Flash on Servers...........









The original case for network storage lies around the benefits of aggregating disk which include more random IOPS and bandwidth as well as the management simplicity of concentrating data into a centralized place. It has been the case that a single application per host has somewhat limited ability to consume bandwidth.

Considering flash in a networked storage environment, it does not have the same benefits of sharing. Since there are enough IOPS in a flash drive to placate most apps, the equation changes. Is network storage fast when the network latency is noticeable compared to flash?

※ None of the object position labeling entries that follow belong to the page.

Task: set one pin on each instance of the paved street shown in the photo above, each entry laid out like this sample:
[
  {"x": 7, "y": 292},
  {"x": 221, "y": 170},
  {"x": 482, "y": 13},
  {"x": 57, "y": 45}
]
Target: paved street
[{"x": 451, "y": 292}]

We can do 5 SSDs to get 40,000 IOPS but will the latency be a problem?

We will see flash on compute servers. Servers can already accommodate flash and it is cheap enough with 250GB < 10% of the server cost.

A new tier in the storage hierarchy: Steve argues we will see storage split into two tiers: the IOPS tier and the capacity tier. The IOPS-Tier will offer the best $/IOPS with low latency and will have sufficient capacity for the active data in most typical enterprise systems. It will be the new “primary storage”. The Capacity-Tier will offer the best $/GB – Deduplication, compression, and good serial performance.

Lets outline three broad categories of Host-Based Flash usage. DAS (which I think means “Direct Access Storage but my notes failed me), Primary Storage Service, and Cache.

· Host-Base Flash: DAS: Single point of failure and so you would use normal backup or application based replication like Exchange or Oracle). You can have boot files, VM, temp files.

· Host-Based Flash: Primary Storage Service: File or Block. Requires mirroring or RAID to peers. Allows capacity sharing. Steve believes it is likely that Microsoft and VMWare are likely to compete here – the integration of this is complex. Making reliable primary storage is hard and this may impact the roles of folks in IT.

· Host-Based Flash: Cache –File or block. This will be a writethrough cache. If you do a write-back you will occasionally lose stuff. Using a cache can allow for a centralized data management (in a remote network storage server). This can help with keeping the current IT storage management roles by providing an automatic “tiering”.

So, data management spans the IOPS tier and the Capacity tier. You need to have automated data movement and global access. It is impractical to have manual placement at huge scale. It is going to be important for us to have a technology independent language to specify the desired properties for the data. Say what properties you want and not how to get them. New SLO (Service Level Objectives) for Max Latency, Bandwidth, Availability, etc.

In summary, the new host-based flash is the new IOPS-Tier. It will replace high-performance primary storage in the cloud. This IOPS-Tier s is not going to be economical as a secondary or as archival since the $/GB is higher than spinning media. The Capacity Tier will be implemented as network storage. It is optimized for the best $/GB. Data management between these two tiers will be important.

There was a lot of discussion around the SLO (Service Level Objectives). Steve indicated that their vision was not super-flexible set of knobs but more a small set of options for defining the data characteristics. Margo offered that one aspect of what was important was the “value” of different parts of data which can, in turn, tell the system how hard to work to make the data remain available.

Someone asked if there was any performance analysis for 3-tier storage (memory, IOPS-Tier, Capacity-Tier) over more traditional 2-tier storage (Memory and Disk). Steve answered that there had not been an explicit performance analysis.

Stonebraker observed that enterprises seem to like NAS/SAN but that the Cloud guys are using direct attached storage. Are the forward looking guys walking from NAS/SAN? Steve replied there are people very interested in NAS/SAN because it gives them a way to control the data and make servers stateless. Adding in the IOPS-Tier is a simple extension.

This was a fascinating and engaging presentation!